Getting started#

The file processing library offers 2 imports, File and Directory, that are used to process files and directories, respectively.


File#

This import is for extracting metadata from a single file. The code below demonstrates how the File object is created:

from file_processing import File

file = File('path/to/file')

# With OCR and a custom Tesseract path (requires full version):
file = File('path/to/file', use_ocr=True, ocr_path='path/to/tesseract')

# With transcription (requires full version):
file = File('path/to/file', use_transcriber=True)

Metadata extraction#

Once created, file information can be directly extracted by file.property_name. The list of properties are given in the Introduction.

For example:

file.access_time

It is also possible to show all the file’s information. Note that the information will vary between file types. For example, a docx file will have different properties than a pptx file.

metadata = file.processor.__dict__
    {
        'file_path': './requirements.txt,
        'open_file': True,
        'file_name': 'requirements.txt',
        'owner': 'AD/BLUO',
        'extension': '.txt',
        'size': 411,
        'modification_time': 1707156577.8320045,
        'access_time': 1707224508.0667744,
        'creation_time': 1705332838.3662565,
        'parent_directory': 'report',
        'permissions': '666',
        'is_file': True,
        'is_symlink': False,
        'absolute_path': WindowsPath('C:/Users/User/Downloads/report/requirements.txt'),
        'metadata': {
            'text': ...
            'encoding': 'ascii',
            'lines': [...],
            'num_lines': 23,
            'num_words': 22
        }
    }

Note: To access properties inside the metadata property, use file.metadata['property_name']. For example, file.metadata['text'].


Measuring similarity between 2 files#

Note: This feature requires installation of the full library

2 files must be created to use the similarity checker. There are 2 types of similarity checking which are demonstrated below:

Cosine similarity rates similarity from -1 to 1 where the higher the score, the more similar the file.

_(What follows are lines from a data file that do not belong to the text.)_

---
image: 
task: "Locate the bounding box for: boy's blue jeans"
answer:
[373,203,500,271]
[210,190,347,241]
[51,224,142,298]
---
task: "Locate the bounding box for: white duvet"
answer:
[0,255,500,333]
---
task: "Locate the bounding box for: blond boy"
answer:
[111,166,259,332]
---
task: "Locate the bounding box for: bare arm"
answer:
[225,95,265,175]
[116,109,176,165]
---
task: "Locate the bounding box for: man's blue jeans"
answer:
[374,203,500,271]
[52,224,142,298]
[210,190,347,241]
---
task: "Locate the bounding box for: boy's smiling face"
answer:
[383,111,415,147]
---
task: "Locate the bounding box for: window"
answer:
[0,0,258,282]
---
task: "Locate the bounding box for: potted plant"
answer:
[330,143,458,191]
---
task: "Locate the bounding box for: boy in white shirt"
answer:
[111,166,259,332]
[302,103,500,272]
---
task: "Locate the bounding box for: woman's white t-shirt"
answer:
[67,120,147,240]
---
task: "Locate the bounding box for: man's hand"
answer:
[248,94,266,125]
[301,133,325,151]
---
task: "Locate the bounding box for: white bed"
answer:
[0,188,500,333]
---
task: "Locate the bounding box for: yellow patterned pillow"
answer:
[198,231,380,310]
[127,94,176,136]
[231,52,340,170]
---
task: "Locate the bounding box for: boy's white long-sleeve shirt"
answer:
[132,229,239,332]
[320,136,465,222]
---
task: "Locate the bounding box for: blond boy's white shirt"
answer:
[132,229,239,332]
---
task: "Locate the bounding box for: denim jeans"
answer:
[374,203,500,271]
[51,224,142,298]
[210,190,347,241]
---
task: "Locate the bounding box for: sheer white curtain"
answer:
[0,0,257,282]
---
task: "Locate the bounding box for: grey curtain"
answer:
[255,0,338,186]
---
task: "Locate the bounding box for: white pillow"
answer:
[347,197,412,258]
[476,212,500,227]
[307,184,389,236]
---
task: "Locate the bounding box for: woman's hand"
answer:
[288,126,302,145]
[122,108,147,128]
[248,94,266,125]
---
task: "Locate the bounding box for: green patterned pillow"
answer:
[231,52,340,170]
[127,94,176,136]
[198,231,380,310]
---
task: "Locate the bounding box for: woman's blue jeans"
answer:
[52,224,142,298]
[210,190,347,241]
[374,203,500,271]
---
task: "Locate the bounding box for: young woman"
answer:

from file_processing import File, CosineSimilarity

a = File('path/to/fileA.docx')
b = File('path/to/fileA.pdf')

CosineSimilarity(a, b).calculate()

>>> 0.6715940803327793

Levenshtein distance measures how different 2 files are based on how many characters are different between the 2 files. The smaller the distance, the more similar the files are.

from file_processing import File, LevenshteinDistance

a = File('path/to/fileA.docx')
b = File('path/to/fileA.pdf')

LevenshteinDistance(a, b).calculate()

>>> 4135

Directory#

This import is for extracting information from every file in a directory:

from file_processing import Directory

directory = Directory('path/to/directory')

Generating a metadata report from a directory#

Use generate_report() to create a report (.csv) containing information on all files in the directory.

For example,

directory.generate_report('metadata_report.csv')

See more details and examples here


Analyzing a directory’s metadata#

Use generate_analytics() to create a report (.csv) that counts the number of files and total size for each file type. This is useful for analyzing the composition of a directory.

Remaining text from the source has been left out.